To quote quintessentially cynical politician LBJ selling Civil Rights to other still-influential Jim Crow Democrats of the time: “I’ll have those niggers voting Democratic for the next 200 years.” If anyone doubts the veracity of this quote, try listening to recorded private phone conversations of LBJ on YouTube to get the full flavor of his graphic Old South vocabulary and fundamental attitudes.

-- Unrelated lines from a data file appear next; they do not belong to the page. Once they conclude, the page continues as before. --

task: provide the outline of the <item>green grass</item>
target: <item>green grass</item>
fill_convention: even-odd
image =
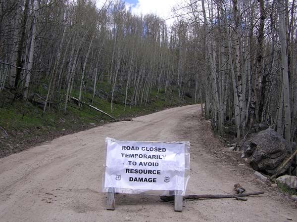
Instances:
[[[107,84],[100,84],[100,89],[105,92],[109,92],[110,86]],[[134,89],[130,91],[133,93]],[[45,91],[39,89],[36,91],[41,95],[45,96]],[[115,94],[113,110],[111,113],[110,95],[107,99],[102,99],[98,96],[95,97],[93,105],[117,119],[133,117],[156,112],[167,107],[174,107],[192,104],[193,100],[185,97],[184,101],[178,98],[176,93],[173,92],[170,96],[165,99],[163,91],[160,90],[158,98],[156,97],[156,90],[152,90],[148,105],[143,103],[135,106],[130,107],[127,101],[125,109],[124,101],[125,89],[118,89]],[[64,92],[61,92],[63,93]],[[74,90],[72,95],[78,97],[79,92]],[[131,94],[128,95],[128,99]],[[10,97],[9,97],[10,96]],[[91,104],[93,93],[85,92],[83,94],[83,100],[87,104]],[[77,132],[98,126],[109,122],[110,118],[102,113],[84,104],[80,109],[77,105],[71,101],[68,103],[67,112],[63,108],[64,101],[53,107],[48,108],[44,115],[42,107],[32,104],[30,102],[24,102],[21,99],[15,100],[12,103],[12,98],[9,93],[2,92],[0,94],[0,127],[8,134],[7,137],[3,131],[0,129],[0,156],[3,156],[17,152],[24,147],[30,146],[43,141],[56,137],[59,132],[64,134]],[[56,102],[56,101],[55,101]],[[18,148],[19,146],[22,148]]]

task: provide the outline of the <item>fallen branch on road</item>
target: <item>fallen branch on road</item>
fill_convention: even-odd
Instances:
[[[222,198],[235,198],[239,200],[248,200],[245,197],[249,196],[254,196],[263,194],[264,192],[257,191],[251,193],[240,193],[238,194],[200,194],[200,195],[188,195],[183,197],[183,200],[198,199],[222,199]],[[174,196],[161,196],[161,200],[163,201],[170,201],[174,200]]]
[[[77,99],[75,97],[74,97],[73,96],[70,96],[70,98],[71,98],[71,99],[76,101],[77,102],[79,102],[79,100],[78,100],[78,99]],[[106,115],[106,116],[107,116],[108,117],[111,118],[111,119],[112,119],[113,120],[115,120],[115,121],[118,121],[118,120],[116,119],[115,118],[114,118],[114,117],[113,117],[112,116],[110,116],[109,114],[108,114],[107,113],[105,113],[104,111],[101,110],[100,109],[98,109],[97,107],[96,107],[94,106],[92,106],[92,105],[89,105],[87,103],[86,103],[85,102],[83,102],[83,103],[87,105],[88,106],[89,106],[89,107],[92,108],[92,109],[95,109],[95,110],[97,110],[98,111],[100,112],[101,113],[103,113],[103,114]]]

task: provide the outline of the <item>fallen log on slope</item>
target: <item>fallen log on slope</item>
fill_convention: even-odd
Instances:
[[[78,103],[79,102],[79,100],[78,100],[78,99],[77,99],[76,98],[73,97],[73,96],[70,96],[70,98],[71,98],[71,99],[77,102]],[[83,102],[83,103],[87,105],[88,106],[89,106],[89,107],[92,108],[92,109],[95,109],[95,110],[97,110],[99,112],[100,112],[101,113],[103,113],[103,114],[106,115],[106,116],[107,116],[108,117],[111,118],[111,119],[112,119],[113,120],[115,120],[115,121],[118,121],[118,120],[117,120],[116,119],[114,118],[114,117],[113,117],[112,116],[110,116],[109,114],[108,114],[107,113],[105,113],[104,111],[101,110],[100,109],[98,109],[97,107],[96,107],[94,106],[92,106],[92,105],[89,105],[87,103],[86,103],[85,102]]]
[[[237,194],[200,194],[200,195],[188,195],[183,197],[183,200],[198,199],[222,199],[222,198],[235,198],[239,200],[248,200],[247,198],[243,197],[249,196],[263,194],[264,192],[257,191],[251,193],[240,193]],[[174,196],[161,196],[161,200],[163,201],[168,202],[174,200]]]

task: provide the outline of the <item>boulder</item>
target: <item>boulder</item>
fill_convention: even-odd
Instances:
[[[292,153],[289,143],[274,130],[267,129],[249,141],[243,157],[250,157],[250,164],[254,170],[273,175],[276,173],[277,167]],[[289,166],[279,174],[284,173]]]
[[[297,189],[297,177],[285,175],[280,177],[276,181],[287,185],[292,189]]]

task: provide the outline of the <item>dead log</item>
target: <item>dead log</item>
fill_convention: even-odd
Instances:
[[[74,97],[73,96],[70,96],[70,98],[71,98],[71,99],[75,101],[76,102],[79,103],[79,100],[78,100],[78,99],[77,99],[75,97]],[[87,105],[88,106],[89,106],[89,107],[92,108],[92,109],[95,109],[95,110],[97,110],[99,112],[100,112],[101,113],[103,113],[103,114],[106,115],[106,116],[107,116],[108,117],[111,118],[111,119],[112,119],[113,120],[115,120],[115,121],[118,121],[118,120],[115,119],[114,117],[113,117],[112,116],[110,116],[109,114],[108,114],[107,113],[105,113],[104,111],[101,110],[100,109],[98,109],[97,107],[96,107],[94,106],[92,106],[92,105],[89,105],[87,103],[86,103],[85,102],[83,102],[83,103]]]
[[[237,194],[200,194],[200,195],[188,195],[183,197],[183,200],[198,199],[222,199],[222,198],[236,198],[240,200],[247,200],[247,198],[243,197],[249,196],[263,194],[264,192],[257,191],[251,193],[240,193]],[[168,202],[174,200],[174,196],[161,196],[161,200],[163,201]]]

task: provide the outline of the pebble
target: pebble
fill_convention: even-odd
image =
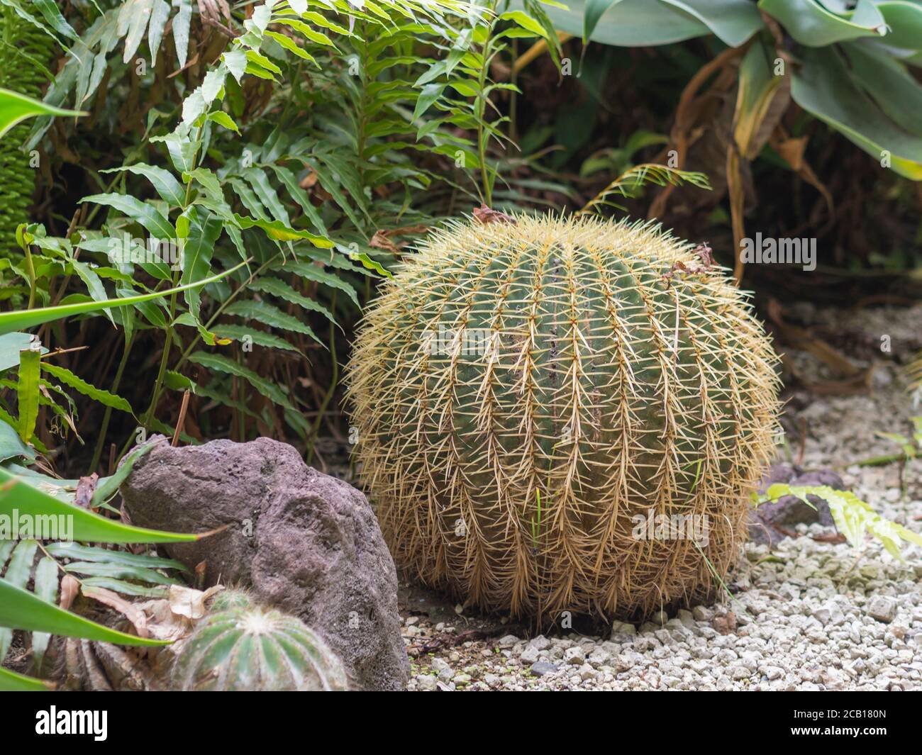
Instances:
[[[915,320],[888,307],[817,308],[815,320],[888,333],[895,344],[917,336],[922,305],[913,313]],[[789,356],[799,374],[824,379],[813,357],[796,349]],[[794,426],[808,420],[801,466],[830,468],[893,452],[875,433],[905,433],[911,407],[903,377],[888,372],[892,384],[870,395],[819,398],[800,392],[789,404]],[[805,410],[791,408],[797,406]],[[922,458],[904,470],[904,496],[892,465],[843,465],[841,474],[881,515],[922,530]],[[409,689],[922,690],[922,549],[904,546],[907,561],[900,562],[871,537],[856,549],[824,542],[833,531],[819,524],[792,529],[798,537],[771,551],[744,547],[727,580],[732,602],[718,594],[714,604],[677,607],[671,616],[656,611],[639,627],[613,621],[606,636],[557,630],[467,642],[414,658]],[[425,615],[408,617],[404,637],[419,644],[433,628]]]

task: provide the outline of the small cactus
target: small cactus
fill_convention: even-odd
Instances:
[[[552,620],[712,592],[777,426],[746,295],[650,223],[499,215],[407,259],[353,350],[360,474],[395,560]]]
[[[302,621],[254,606],[230,590],[212,602],[176,659],[171,686],[183,691],[336,691],[346,672]]]

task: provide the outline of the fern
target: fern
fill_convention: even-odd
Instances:
[[[666,186],[667,184],[680,186],[683,183],[691,183],[702,189],[710,190],[711,188],[707,176],[703,173],[680,171],[678,168],[669,168],[666,165],[644,162],[629,168],[618,176],[618,178],[590,199],[583,209],[576,214],[583,215],[585,213],[598,212],[604,206],[623,209],[620,205],[609,201],[610,198],[615,195],[623,197],[635,196],[638,190],[644,183],[653,183],[657,186]]]

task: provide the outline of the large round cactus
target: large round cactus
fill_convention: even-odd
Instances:
[[[710,592],[777,421],[745,297],[656,225],[498,219],[431,236],[355,345],[359,469],[395,560],[544,619]]]
[[[183,691],[324,691],[346,690],[347,680],[339,659],[303,622],[228,591],[186,641],[171,685]]]

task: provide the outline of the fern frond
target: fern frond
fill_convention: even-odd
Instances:
[[[614,195],[624,197],[634,196],[634,192],[645,183],[653,183],[656,186],[666,186],[667,184],[681,186],[683,183],[691,183],[701,189],[711,190],[711,184],[704,173],[680,171],[678,168],[669,168],[668,165],[659,165],[656,162],[644,162],[628,169],[618,176],[590,199],[585,206],[576,214],[597,212],[606,206],[624,209],[621,205],[609,201],[609,198]]]

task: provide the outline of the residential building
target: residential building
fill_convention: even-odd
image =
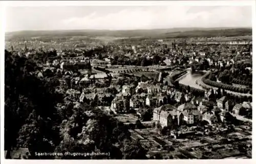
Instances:
[[[209,112],[206,112],[203,114],[203,120],[207,121],[210,125],[218,123],[217,116]]]
[[[225,103],[227,101],[227,98],[225,96],[223,96],[220,99],[217,100],[217,106],[221,109],[225,109]]]
[[[237,104],[233,107],[232,112],[236,114],[244,115],[246,108],[241,104]]]

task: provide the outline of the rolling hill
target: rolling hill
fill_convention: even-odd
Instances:
[[[189,28],[165,29],[136,30],[56,30],[23,31],[6,33],[6,39],[15,37],[71,37],[74,36],[95,37],[100,36],[115,37],[141,37],[153,38],[186,38],[193,37],[217,37],[251,35],[251,28]]]

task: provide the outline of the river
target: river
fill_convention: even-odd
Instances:
[[[190,70],[188,70],[187,74],[179,78],[180,80],[179,81],[179,82],[180,84],[186,85],[189,85],[190,87],[205,90],[199,85],[197,84],[197,83],[196,83],[197,80],[202,78],[203,76],[203,75],[199,73],[195,73],[192,74]]]

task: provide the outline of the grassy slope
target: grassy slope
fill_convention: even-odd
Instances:
[[[137,30],[59,30],[24,31],[6,33],[8,40],[13,37],[88,37],[108,36],[115,37],[140,37],[153,38],[185,38],[193,37],[216,37],[251,35],[251,28],[173,28],[168,29]]]

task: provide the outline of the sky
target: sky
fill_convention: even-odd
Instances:
[[[8,7],[6,31],[251,27],[251,6]]]

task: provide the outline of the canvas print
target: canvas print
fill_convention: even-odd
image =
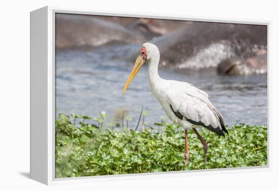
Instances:
[[[267,26],[55,15],[56,178],[266,166]]]

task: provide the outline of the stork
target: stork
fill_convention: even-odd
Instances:
[[[152,92],[169,119],[179,124],[185,130],[185,165],[189,160],[188,130],[192,129],[203,146],[204,162],[207,161],[207,145],[198,132],[197,129],[206,128],[225,136],[228,134],[226,124],[221,113],[212,104],[205,92],[187,82],[166,80],[158,74],[160,53],[152,44],[143,45],[127,82],[123,93],[126,92],[130,83],[141,67],[146,62],[148,67],[148,80]]]

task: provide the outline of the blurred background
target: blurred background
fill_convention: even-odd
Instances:
[[[148,125],[167,121],[146,65],[122,93],[149,42],[160,52],[160,77],[206,91],[229,126],[267,124],[266,26],[56,13],[55,28],[56,114],[104,111],[108,122],[124,114],[132,128],[143,106]]]

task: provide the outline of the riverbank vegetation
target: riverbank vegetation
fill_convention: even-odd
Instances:
[[[75,114],[58,116],[56,178],[267,165],[266,126],[235,125],[225,137],[199,131],[208,146],[206,164],[202,145],[189,131],[190,159],[185,166],[184,132],[181,127],[162,121],[145,126],[143,130],[138,128],[140,118],[134,128],[115,123],[105,128],[106,118],[104,112],[93,119]],[[131,120],[125,119],[127,123]]]

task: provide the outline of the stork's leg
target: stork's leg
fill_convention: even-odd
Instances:
[[[185,130],[185,165],[187,165],[189,159],[189,144],[187,138],[187,130]]]
[[[195,132],[195,133],[198,136],[198,138],[199,138],[199,140],[200,140],[200,142],[201,142],[201,144],[203,145],[203,149],[204,150],[204,163],[206,163],[206,162],[207,161],[207,144],[203,140],[202,138],[201,137],[201,136],[199,134],[198,132],[198,131],[195,128],[193,128],[193,130]]]

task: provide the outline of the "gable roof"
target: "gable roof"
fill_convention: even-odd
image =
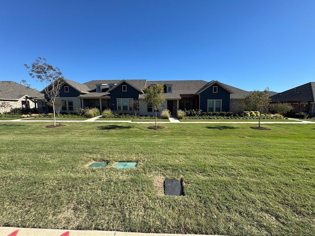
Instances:
[[[221,84],[223,85],[233,92],[233,93],[230,95],[230,99],[243,99],[247,95],[252,92],[250,91],[246,91],[238,88],[237,88],[233,87],[233,86],[225,85],[225,84],[221,83]]]
[[[156,84],[162,86],[165,85],[172,85],[172,93],[178,94],[194,94],[198,91],[200,88],[203,87],[208,82],[203,80],[150,81],[147,82],[146,87]]]
[[[117,86],[119,86],[122,84],[126,83],[130,86],[134,88],[140,92],[143,93],[143,89],[146,88],[146,80],[123,80],[120,81],[116,85],[114,86],[111,89],[109,89],[108,91],[110,92],[112,90],[116,88],[117,88]]]
[[[84,85],[86,85],[89,88],[89,91],[90,92],[96,92],[96,85],[102,85],[104,84],[118,84],[122,80],[91,80],[88,82],[84,83]]]
[[[66,79],[63,79],[63,81],[65,83],[70,85],[73,88],[77,90],[81,93],[88,93],[89,92],[89,87],[84,84],[75,82],[74,81]]]
[[[86,85],[75,82],[67,79],[63,78],[63,81],[62,83],[62,85],[63,85],[64,84],[67,84],[81,93],[89,93],[89,88]],[[49,87],[50,86],[51,86],[51,84],[49,85],[48,87]],[[44,93],[45,89],[42,90],[40,92],[42,93]]]
[[[19,100],[26,95],[33,98],[42,99],[39,91],[13,81],[0,81],[0,99]]]
[[[310,82],[271,96],[272,102],[314,102],[315,82]]]
[[[225,86],[225,85],[224,85],[224,84],[221,84],[221,83],[220,83],[220,82],[219,82],[218,81],[217,81],[212,80],[212,81],[210,81],[210,82],[209,82],[208,84],[207,84],[205,86],[204,86],[201,88],[199,89],[199,90],[198,90],[198,91],[196,93],[198,94],[202,92],[203,91],[204,91],[205,90],[207,89],[208,88],[210,87],[211,86],[212,86],[213,85],[215,85],[216,84],[217,84],[218,85],[219,85],[220,87],[222,88],[223,89],[225,89],[226,91],[229,92],[230,93],[233,93],[233,91],[232,91],[231,89],[230,89],[227,87]]]

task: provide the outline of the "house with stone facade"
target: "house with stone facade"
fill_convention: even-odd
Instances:
[[[315,117],[315,82],[310,82],[279,92],[270,97],[271,103],[289,103],[291,112],[304,112]]]
[[[175,115],[180,109],[238,113],[242,111],[240,105],[243,99],[251,92],[217,81],[109,80],[92,80],[80,84],[64,79],[58,99],[64,102],[62,108],[63,112],[96,107],[101,112],[110,109],[117,114],[133,113],[130,104],[133,100],[139,100],[138,114],[154,115],[152,108],[145,103],[143,91],[156,84],[163,87],[165,98],[158,114],[164,109],[169,110],[172,115]]]
[[[35,108],[43,112],[43,94],[33,88],[13,81],[0,81],[0,104],[1,113],[11,109],[27,111]]]

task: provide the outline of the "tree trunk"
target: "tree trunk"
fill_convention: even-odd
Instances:
[[[54,126],[56,126],[56,112],[55,111],[55,101],[53,102],[53,112],[54,113]]]

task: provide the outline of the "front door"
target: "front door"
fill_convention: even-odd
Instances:
[[[173,101],[167,101],[167,110],[170,111],[171,115],[173,113]]]

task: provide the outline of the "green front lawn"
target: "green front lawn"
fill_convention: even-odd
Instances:
[[[315,124],[46,125],[0,122],[0,226],[315,235]]]

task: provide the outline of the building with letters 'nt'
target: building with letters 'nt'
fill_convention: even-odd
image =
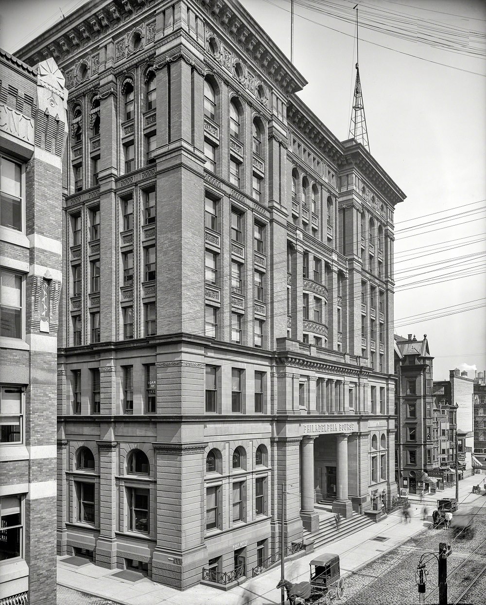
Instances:
[[[0,605],[56,603],[64,77],[0,50]]]
[[[282,486],[293,549],[389,503],[401,189],[234,0],[91,0],[19,52],[70,93],[58,553],[231,585]]]

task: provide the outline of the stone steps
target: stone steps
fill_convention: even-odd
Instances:
[[[329,542],[340,540],[374,523],[369,517],[354,512],[352,517],[349,519],[345,519],[339,515],[337,519],[339,522],[337,522],[335,517],[321,519],[319,522],[319,529],[314,534],[304,530],[304,538],[312,538],[314,550],[317,550]]]

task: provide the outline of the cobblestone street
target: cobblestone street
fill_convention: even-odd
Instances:
[[[100,597],[92,597],[84,592],[66,588],[57,584],[57,605],[115,605],[113,601],[107,601]]]
[[[450,543],[452,554],[447,559],[447,573],[462,566],[448,580],[448,602],[453,603],[486,563],[486,547],[482,547],[466,562],[471,552],[486,540],[486,506],[476,507],[475,533],[470,539],[453,539],[452,529],[424,529],[389,554],[365,565],[346,578],[346,590],[339,601],[342,605],[416,605],[418,593],[415,583],[415,570],[420,556],[426,552],[438,552],[439,543]],[[437,562],[427,565],[425,603],[438,603],[438,592],[428,598],[437,587]],[[484,576],[468,592],[462,604],[484,603],[486,580]]]

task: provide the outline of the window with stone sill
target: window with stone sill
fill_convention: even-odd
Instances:
[[[0,155],[0,225],[22,231],[24,212],[22,166]]]
[[[24,440],[22,388],[0,387],[0,443],[21,443]]]

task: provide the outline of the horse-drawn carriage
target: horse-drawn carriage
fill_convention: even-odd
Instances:
[[[292,584],[281,580],[277,585],[277,588],[285,586],[291,605],[330,605],[334,599],[342,598],[346,590],[346,582],[341,577],[339,555],[328,553],[313,559],[309,564],[311,574],[308,582]]]

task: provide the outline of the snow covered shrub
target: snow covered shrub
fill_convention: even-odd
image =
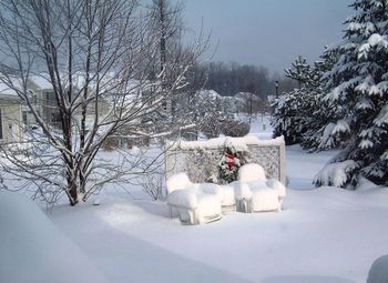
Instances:
[[[244,137],[249,133],[251,125],[236,120],[225,120],[221,124],[221,131],[227,137]]]
[[[272,125],[274,137],[283,135],[286,144],[299,143],[306,132],[306,105],[305,89],[285,93],[276,100],[273,108]]]
[[[244,152],[237,151],[234,146],[226,146],[222,155],[217,169],[218,178],[225,182],[231,183],[237,180],[238,170],[246,163]]]
[[[161,200],[164,195],[164,174],[149,173],[143,175],[143,191],[147,193],[152,200]]]
[[[325,100],[336,115],[328,134],[345,142],[343,161],[354,161],[344,183],[363,175],[388,184],[388,13],[387,1],[356,0],[356,14],[347,21],[340,57],[325,74]],[[334,172],[331,172],[334,173]]]
[[[353,160],[329,163],[316,174],[314,184],[317,186],[333,185],[338,188],[353,188],[350,181],[357,169],[357,162]]]
[[[106,140],[102,143],[102,149],[104,151],[113,151],[116,149],[120,144],[119,138],[116,137],[109,137]]]

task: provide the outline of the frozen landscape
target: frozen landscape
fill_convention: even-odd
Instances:
[[[388,0],[1,0],[0,46],[0,283],[388,283]]]
[[[261,122],[252,132],[270,134]],[[366,282],[371,263],[388,254],[388,191],[368,182],[356,191],[314,188],[334,154],[287,146],[280,213],[234,212],[201,225],[170,219],[165,203],[140,189],[133,198],[105,190],[100,205],[57,206],[44,213],[50,221],[6,193],[0,224],[19,236],[0,234],[0,282],[24,282],[23,273],[31,282]]]

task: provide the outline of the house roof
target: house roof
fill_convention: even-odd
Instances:
[[[0,98],[18,98],[18,93],[6,83],[0,82]]]

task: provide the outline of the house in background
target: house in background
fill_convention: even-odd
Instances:
[[[21,142],[23,139],[22,103],[18,94],[0,82],[0,142]]]
[[[57,107],[55,94],[51,82],[47,75],[31,75],[29,77],[27,88],[31,95],[31,102],[44,121],[51,125],[59,123],[59,110]],[[22,105],[23,122],[27,127],[34,125],[35,118],[31,110],[24,104]]]

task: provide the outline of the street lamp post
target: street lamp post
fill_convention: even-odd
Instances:
[[[275,89],[276,89],[276,99],[278,99],[279,98],[279,92],[278,92],[278,90],[279,90],[279,81],[275,81]]]

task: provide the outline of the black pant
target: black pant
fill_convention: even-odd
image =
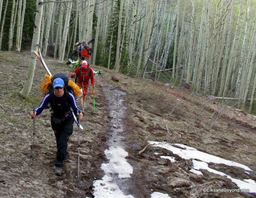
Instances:
[[[66,118],[58,128],[56,128],[52,123],[52,129],[55,130],[57,144],[56,160],[54,164],[57,167],[62,167],[64,165],[64,160],[67,154],[67,142],[70,136],[73,133],[73,117]]]

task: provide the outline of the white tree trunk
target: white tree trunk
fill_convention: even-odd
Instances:
[[[41,2],[41,0],[38,0],[36,4],[36,10],[35,17],[35,25],[34,28],[34,34],[33,35],[33,40],[31,45],[31,50],[35,50],[38,51],[38,46],[39,42],[40,35],[40,28],[41,27],[41,22],[42,21],[42,16],[43,15],[43,4],[39,3]],[[22,97],[27,97],[29,96],[32,83],[34,79],[34,74],[35,69],[35,61],[36,56],[34,53],[31,53],[29,61],[29,68],[28,73],[24,84],[24,87],[20,93]]]
[[[14,31],[14,25],[15,24],[15,19],[14,18],[15,7],[15,0],[12,2],[12,17],[11,17],[11,24],[10,25],[10,32],[9,33],[9,43],[8,44],[8,51],[12,50],[12,40],[13,40],[13,31]],[[16,13],[16,12],[15,12]]]
[[[5,9],[4,9],[4,13],[3,17],[3,20],[2,23],[2,27],[1,27],[1,31],[0,31],[0,50],[2,48],[2,38],[3,37],[3,25],[4,25],[4,21],[5,20],[5,16],[6,14],[6,10],[8,5],[8,0],[6,1],[6,6]]]
[[[100,25],[100,22],[101,21],[101,16],[102,12],[102,8],[101,3],[99,4],[98,7],[99,10],[98,14],[98,21],[97,21],[97,27],[96,28],[96,34],[95,35],[95,41],[94,43],[94,49],[93,50],[93,57],[92,65],[95,65],[95,59],[97,55],[97,48],[98,48],[98,38],[99,37],[99,27]]]
[[[131,69],[131,62],[132,61],[132,53],[133,51],[134,40],[134,31],[135,28],[135,21],[136,20],[136,11],[137,10],[137,5],[138,4],[138,0],[134,0],[133,2],[133,11],[132,16],[132,20],[131,20],[131,28],[130,35],[130,40],[129,42],[129,58],[128,59],[128,64],[127,65],[128,71]]]
[[[17,52],[19,52],[20,51],[20,49],[19,48],[19,46],[20,34],[20,23],[21,23],[21,9],[22,8],[22,0],[20,0],[18,5],[19,11],[18,12],[18,20],[17,21],[17,32],[16,34],[16,51]]]
[[[50,32],[50,28],[52,23],[52,11],[53,11],[53,6],[54,5],[54,3],[50,2],[49,3],[48,6],[48,14],[47,17],[47,24],[46,27],[46,31],[45,36],[45,40],[44,40],[44,52],[43,53],[43,55],[44,56],[46,55],[46,52],[47,51],[49,33]]]
[[[69,28],[69,22],[70,18],[70,14],[71,13],[71,8],[72,8],[72,1],[70,1],[67,5],[67,14],[66,14],[66,18],[65,19],[65,25],[63,29],[63,37],[60,48],[60,56],[59,58],[58,62],[59,63],[63,63],[64,59],[64,55],[65,55],[65,49],[66,48],[66,44],[67,43],[67,33]]]
[[[122,55],[122,52],[120,51],[120,44],[121,43],[121,31],[122,22],[122,10],[124,0],[121,0],[120,4],[120,13],[119,14],[119,22],[118,23],[118,33],[117,34],[117,42],[116,44],[116,62],[115,63],[115,69],[116,71],[119,71],[119,68],[120,67],[120,56]]]

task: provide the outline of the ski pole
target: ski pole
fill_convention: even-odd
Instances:
[[[33,113],[35,113],[35,106],[33,107]],[[31,148],[31,154],[29,156],[29,158],[33,158],[33,150],[34,149],[34,141],[35,140],[35,118],[32,118],[33,119],[33,143],[32,144],[32,147]]]
[[[93,113],[96,113],[95,112],[95,92],[94,92],[94,88],[93,87],[93,109],[94,110],[94,111],[93,111]]]
[[[81,111],[80,109],[79,110],[79,113],[80,114]],[[77,176],[77,181],[79,183],[80,182],[80,180],[79,179],[79,155],[80,155],[80,119],[78,118],[77,122],[78,122],[78,174]]]

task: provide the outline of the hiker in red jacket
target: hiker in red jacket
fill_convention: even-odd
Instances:
[[[90,67],[87,61],[84,60],[82,62],[81,66],[76,68],[74,73],[71,74],[70,77],[72,78],[76,76],[77,79],[77,85],[81,88],[84,91],[83,96],[79,99],[79,103],[81,105],[82,112],[84,112],[84,103],[85,101],[85,98],[88,88],[89,86],[89,81],[90,78],[91,84],[93,88],[94,88],[94,77],[93,76],[93,71]]]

No one lived and understood better than Williams the damage this politicized “altruism” had and continues to have on millions of Americans, hooked by the Democratic Party and its community operatives and organizers on public dependency and paternalistic Big Government/Big Brother policies. In his excellent video, “Good Intentions,”  one memorable statement stands out: “We were winning the war on poverty in this country until shortly after Lyndon Johnson declared war on it.”

Good Intentions, Part One

Good Intentions, Part Two

Good Intentions, Part Three

Frederick Douglass would wholeheartedly agree.

Frederick Douglass

Now, 3 generations past the declared War On Poverty, we are reaping the full whirlwind of this deliberate exploitation of Blacks in service to perpetuating Democratic Party voting blocs in Black communities. No one stood athwart this deadly trend more forcefully than Walter Williams, and all Americans who subscribe to a philosophy of human dignity underpinned by the political & personal liberty of the individual are forever in his debt. His voice will be sorely missed in the ongoing, escalating battle for American freedom. Well done and thanks, Mr. Williams. R.I.P.